Behind the scenes at the world’s most famous zoo
Tuesday 26 October 2010
Life at ZSL is the focus of a new three-part documentary for ITV1, after cameras went behind the scenes with staff for the first time in a decade.
© ZSL
Armed poachers, 250lb newborns, battling dragons and gorilla politics – it’s all in a days work for staff at ZSL.
Staff at the Society, which runs ZSL London Zoo, Whipsnade Zoo, and undertakes science and conservation work in more than 50 countries, were followed by cameras for a year for the three hour-long episodes.
And as ZSL London Zoo celebrates the birth of the male baby gorilla six days ago, it is fitting that viewers will be able to watch the moment zoo keepers discovered his mum Mjukuu was pregnant.
Cameras followed zookeepers, conservationists, scientists, and vets as they went about their daily business and the series reveals the emotionally intense, and sometimes heartbreaking, experiences of our devoted staff.

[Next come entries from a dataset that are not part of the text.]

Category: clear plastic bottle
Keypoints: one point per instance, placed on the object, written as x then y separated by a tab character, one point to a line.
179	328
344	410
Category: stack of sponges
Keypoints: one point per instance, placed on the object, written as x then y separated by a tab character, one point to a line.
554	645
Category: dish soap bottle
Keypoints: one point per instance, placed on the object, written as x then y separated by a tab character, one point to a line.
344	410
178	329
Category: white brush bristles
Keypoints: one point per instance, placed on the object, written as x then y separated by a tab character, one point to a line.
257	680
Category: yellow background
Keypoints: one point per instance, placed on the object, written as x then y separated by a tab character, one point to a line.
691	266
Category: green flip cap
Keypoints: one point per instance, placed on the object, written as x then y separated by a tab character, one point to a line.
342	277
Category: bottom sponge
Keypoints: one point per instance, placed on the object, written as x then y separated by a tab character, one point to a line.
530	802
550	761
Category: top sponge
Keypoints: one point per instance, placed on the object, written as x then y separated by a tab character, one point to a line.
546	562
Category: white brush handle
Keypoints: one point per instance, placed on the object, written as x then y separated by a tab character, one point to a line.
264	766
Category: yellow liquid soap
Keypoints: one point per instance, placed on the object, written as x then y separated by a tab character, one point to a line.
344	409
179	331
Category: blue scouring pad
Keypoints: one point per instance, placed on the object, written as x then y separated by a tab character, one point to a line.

Gorilla keeper Dan Simmonds helps the vets as they fight to save a desperately ill gorilla while the head of reptiles and amphibians, Dr Ian Stephen, anxiously monitors the brutal mating of a pair of Komodo dragons.
Burly bird keepers Adrian Walls and Tim Savage try to rescue an abandoned penguin chick and save a vulture from the unwelcome attentions of its greedy father.
And like an expectant father, Rob Conachie watches nervously as his favourite Asian elephant goes into labour for the first time.
The conservation department of ZSL works in over fifty different countries around the globe to protect wild animals and their habitats. The series follows ZSL staff on a journey to Nepal, where they try to save a critically endangered species of rhino.
Closer to home, efforts to re-introduce animals to the wild, including a bird that disappeared in England 10 years ago, are ongoing. Efforts to breed a rare species of frog airlifted from a valley in the Caribbean, where deadly chytrid fungus was threatening them with extinction are also followed.
ZSL's reach goes far beyond the zoos, to conserving hundreds of species in the wild. Every opportunity is explored to raise money for this vital work, and one such venture is the Friendly Spider Programme, which sees arachnaphobes undergoing hypnosis sessions to try to overcome their fear of spiders.